Действительно, 25 октября Александр отправился в столицу Пруссии. Он был принят там с большим радушием королевой, принцем Людвигом и сторонниками войны против Франции. Король Пруссии, обложенный, таким образом, со всех сторон, позволил вовлечь себя в общее дело, поставив все-таки определенные условия (по совету старого герцога Брауншвейгского и графа Гаугвица): его армия присоединится к кампании только после того, как будет ясен общий исход войны на Дунае.

Мемуары генерала барона де Марбо

Такое неполное присоединение к их планам не удовлетворило ни императора Александра, ни королеву Пруссии. Но в данный момент они не могли добиться большего.

Настоящая мелодрама была разыграна в Потсдаме, где король Пруссии и император России при свете факелов вместе спустились под своды склепа дворца и поклялись в присутствии двора в вечной дружбе на могиле Фридриха Великого. Это отнюдь не помешало Александру восемнадцать месяцев спустя согласиться на присоединение к русской империи нескольких прусских провинций, которые Наполеон ему отдавал по Тильзитскому миру. И все это происходило в присутствии несчастного друга Фридриха-Вильгельма.

После произнесения клятвы русский император отправился в Моравию, чтобы встать во главе своих войск, так как Наполеон форсированным маршем приближался к столице Австрии, которой вскоре и овладел.

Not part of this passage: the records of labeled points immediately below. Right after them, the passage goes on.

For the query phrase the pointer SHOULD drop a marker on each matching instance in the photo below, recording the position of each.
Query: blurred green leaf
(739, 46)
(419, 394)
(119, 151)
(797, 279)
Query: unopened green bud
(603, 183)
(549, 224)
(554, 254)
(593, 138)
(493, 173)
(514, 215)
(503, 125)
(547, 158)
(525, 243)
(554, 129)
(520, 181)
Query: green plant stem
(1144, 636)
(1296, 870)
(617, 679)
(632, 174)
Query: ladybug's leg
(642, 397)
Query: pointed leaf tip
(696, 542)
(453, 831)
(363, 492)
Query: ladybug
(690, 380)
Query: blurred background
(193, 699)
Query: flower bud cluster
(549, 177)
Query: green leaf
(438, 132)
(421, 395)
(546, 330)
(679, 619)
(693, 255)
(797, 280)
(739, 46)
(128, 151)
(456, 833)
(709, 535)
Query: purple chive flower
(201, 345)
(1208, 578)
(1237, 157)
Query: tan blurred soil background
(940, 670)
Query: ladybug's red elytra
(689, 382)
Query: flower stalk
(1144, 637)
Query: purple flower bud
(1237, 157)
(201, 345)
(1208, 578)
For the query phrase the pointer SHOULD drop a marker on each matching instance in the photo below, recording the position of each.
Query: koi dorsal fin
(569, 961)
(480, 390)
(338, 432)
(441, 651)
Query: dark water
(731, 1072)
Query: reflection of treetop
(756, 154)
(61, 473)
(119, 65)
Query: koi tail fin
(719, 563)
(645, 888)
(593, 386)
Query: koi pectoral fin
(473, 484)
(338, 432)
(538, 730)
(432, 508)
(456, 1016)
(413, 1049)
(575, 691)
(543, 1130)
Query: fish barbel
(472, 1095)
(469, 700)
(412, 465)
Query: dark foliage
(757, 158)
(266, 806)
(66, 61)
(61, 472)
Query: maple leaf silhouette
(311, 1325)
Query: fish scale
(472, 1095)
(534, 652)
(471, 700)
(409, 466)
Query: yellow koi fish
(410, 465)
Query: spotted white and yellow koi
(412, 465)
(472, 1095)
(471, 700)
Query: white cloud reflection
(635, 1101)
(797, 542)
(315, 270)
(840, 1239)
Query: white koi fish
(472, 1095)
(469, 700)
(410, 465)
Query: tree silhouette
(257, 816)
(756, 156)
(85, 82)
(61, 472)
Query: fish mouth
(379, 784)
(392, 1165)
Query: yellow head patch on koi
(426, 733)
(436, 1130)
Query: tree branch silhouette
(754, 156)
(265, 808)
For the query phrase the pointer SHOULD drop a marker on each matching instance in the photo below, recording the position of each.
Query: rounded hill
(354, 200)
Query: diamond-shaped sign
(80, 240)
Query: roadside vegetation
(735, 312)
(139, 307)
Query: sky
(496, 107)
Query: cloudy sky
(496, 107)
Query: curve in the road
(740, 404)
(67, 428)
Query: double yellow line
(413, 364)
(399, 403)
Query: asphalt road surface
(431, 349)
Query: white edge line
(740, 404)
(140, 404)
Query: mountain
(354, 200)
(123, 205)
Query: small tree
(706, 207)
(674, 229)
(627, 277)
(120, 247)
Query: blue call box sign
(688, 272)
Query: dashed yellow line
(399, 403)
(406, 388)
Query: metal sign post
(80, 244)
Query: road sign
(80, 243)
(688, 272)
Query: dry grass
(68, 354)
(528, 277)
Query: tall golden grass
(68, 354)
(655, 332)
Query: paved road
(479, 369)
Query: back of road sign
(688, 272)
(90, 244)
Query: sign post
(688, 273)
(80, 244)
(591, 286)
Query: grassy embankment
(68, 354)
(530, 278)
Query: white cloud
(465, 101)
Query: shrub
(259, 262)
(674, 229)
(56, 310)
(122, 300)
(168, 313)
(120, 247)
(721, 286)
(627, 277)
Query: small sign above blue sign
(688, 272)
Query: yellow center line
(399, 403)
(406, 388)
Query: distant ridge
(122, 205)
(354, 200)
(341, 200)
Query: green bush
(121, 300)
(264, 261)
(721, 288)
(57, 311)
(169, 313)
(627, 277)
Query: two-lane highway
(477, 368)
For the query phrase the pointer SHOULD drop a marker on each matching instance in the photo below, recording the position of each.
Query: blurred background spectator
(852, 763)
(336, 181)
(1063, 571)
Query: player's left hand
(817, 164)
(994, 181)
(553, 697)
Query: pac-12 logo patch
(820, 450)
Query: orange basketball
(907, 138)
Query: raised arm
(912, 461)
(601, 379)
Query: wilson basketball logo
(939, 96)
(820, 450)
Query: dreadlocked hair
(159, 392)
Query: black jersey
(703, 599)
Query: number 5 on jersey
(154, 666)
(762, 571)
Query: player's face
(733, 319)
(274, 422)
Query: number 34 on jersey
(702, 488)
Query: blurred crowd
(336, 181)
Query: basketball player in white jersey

Узнав о колебаниях прусского короля и о потсдамской клятве двух императоров, Наполеон, желающий покончить с русскими до того, как Пруссия объявит о вступлении в войну, сам поспешил навстречу пруссакам. С давних времен известно, что послы являются привилегированными шпионами. Прусский король, узнающий каждый день о новых победах Наполеона, хотел понять, какой позиции придерживаются каждая из воюющих сторон, и счел возможным послать Гаугвица, своего министра, в генеральный штаб французской армии, с тем чтобы тот мог на месте судить о положении дел. Но поскольку для этого был необходим какой-то официальный предлог, то он попросил отвезти его ответ на письмо Наполеона, в котором тот сетовал на договор, тайно заключенный в Потсдаме между Пруссией и Россией. Господин Гаугвиц прибыл в Брюнн за несколько дней до знаменитой Аустерлицкой битвы и очень хотел бы дождаться результатов готовящегося великого сражения, с тем чтобы посоветовать своему монарху не предпринимать ничего, если мы не окажемся победителями. И, наоборот, атаковать нас, если мы окажемся разбитыми.

Не будучи военными, вы можете судить даже по карте, какую опасность могла причинить прусская армия, вошедшая в нашем тылу из Силезии в Богемию. Поскольку император знал, что господин Гаугвиц отправлял каждый вечер курьера в Берлин, то он захотел, чтобы именно через него в Пруссии узнали о разгроме и захвате корпуса фельдмаршала Елачича, о которых в то время еще не было достаточно известно, настолько стремительно развивались события. И вот каким образом император взялся за это дело.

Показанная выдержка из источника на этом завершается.